Qu’ils nous disent donc, ces théoriciens absolus, qui proclament l’incompatibilité de la critique et de la poésie, qu’ils nous disent ce qui est de trop, chez Schiller et chez Gœthe, chez Gœthe surtout, du critique ou du poëte. De quelle main veulent-il lui faire l’amputation, de la droite ou de la gauche ? De la gauche, sans doute ! Le monde est fait si singulièrement que les hommes ont tous un côté plus faible que l’autre, et ils sont si routiniers qu’ils s’arrangent pour que ce côté soit le même chez tous. Ainsi le veut la conscription. Le génie, dit-on, est sujet à cette infirmité aussi bien que le vulgaire. Soit ! Mais, quand à Gœthe, on peut les mettre au défi, ces chirurgiens émondeurs, de reconnaître sa gauche de sa droite, sa droite de sa gauche.

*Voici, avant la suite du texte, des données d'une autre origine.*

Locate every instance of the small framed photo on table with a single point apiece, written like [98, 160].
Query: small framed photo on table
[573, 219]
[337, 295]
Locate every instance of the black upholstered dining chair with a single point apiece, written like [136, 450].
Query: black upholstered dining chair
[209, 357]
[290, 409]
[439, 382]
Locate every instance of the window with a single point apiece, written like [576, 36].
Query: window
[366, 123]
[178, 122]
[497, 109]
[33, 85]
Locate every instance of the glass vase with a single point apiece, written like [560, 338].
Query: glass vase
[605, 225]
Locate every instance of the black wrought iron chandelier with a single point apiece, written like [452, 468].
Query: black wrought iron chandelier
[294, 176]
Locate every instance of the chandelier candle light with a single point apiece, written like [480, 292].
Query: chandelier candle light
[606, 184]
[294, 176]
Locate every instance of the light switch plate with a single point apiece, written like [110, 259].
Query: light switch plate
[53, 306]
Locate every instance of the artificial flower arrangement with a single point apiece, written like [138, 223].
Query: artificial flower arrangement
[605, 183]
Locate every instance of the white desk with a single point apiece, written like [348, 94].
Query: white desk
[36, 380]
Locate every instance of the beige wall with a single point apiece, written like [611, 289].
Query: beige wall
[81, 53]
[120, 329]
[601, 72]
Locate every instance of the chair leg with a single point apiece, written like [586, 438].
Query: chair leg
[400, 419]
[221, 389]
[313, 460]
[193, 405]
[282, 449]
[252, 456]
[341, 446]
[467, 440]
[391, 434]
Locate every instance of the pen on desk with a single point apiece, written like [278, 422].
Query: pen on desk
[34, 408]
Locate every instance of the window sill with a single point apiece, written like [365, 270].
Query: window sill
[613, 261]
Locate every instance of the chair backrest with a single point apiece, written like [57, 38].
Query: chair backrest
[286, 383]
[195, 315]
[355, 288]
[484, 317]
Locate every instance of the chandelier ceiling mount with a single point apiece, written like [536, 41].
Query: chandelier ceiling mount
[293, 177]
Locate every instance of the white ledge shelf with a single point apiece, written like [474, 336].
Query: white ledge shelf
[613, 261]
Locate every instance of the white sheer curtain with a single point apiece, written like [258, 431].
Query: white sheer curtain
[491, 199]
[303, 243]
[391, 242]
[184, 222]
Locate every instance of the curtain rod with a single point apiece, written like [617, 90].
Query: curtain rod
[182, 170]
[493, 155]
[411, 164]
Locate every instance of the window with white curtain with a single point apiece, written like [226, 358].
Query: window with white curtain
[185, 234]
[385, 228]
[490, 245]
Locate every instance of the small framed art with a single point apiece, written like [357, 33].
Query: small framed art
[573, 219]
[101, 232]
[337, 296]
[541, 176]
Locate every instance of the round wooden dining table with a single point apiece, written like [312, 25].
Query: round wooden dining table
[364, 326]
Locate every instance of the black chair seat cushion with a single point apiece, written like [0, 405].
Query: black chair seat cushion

On objecte que de tels exemples sont extraordinaires, et que la théorie commune, fausse peut-être pour quelques génies exceptionnels, n’en est pas moins vraie dans l’immense majorité des cas, même pour des artistes de premier rang. Le poëte, dit-on, le poète ou l’artiste, est presque toujours l’homme d’un certain don ; il ne comprend qu’un certain ordre de beauté, celui qu’il doit révéler au monde, tandis que le critique, de sa nature amateur et non créateur, comprend et goûte tous les ordres de beauté.

L’objection s’évanouit quand on y regarde de près.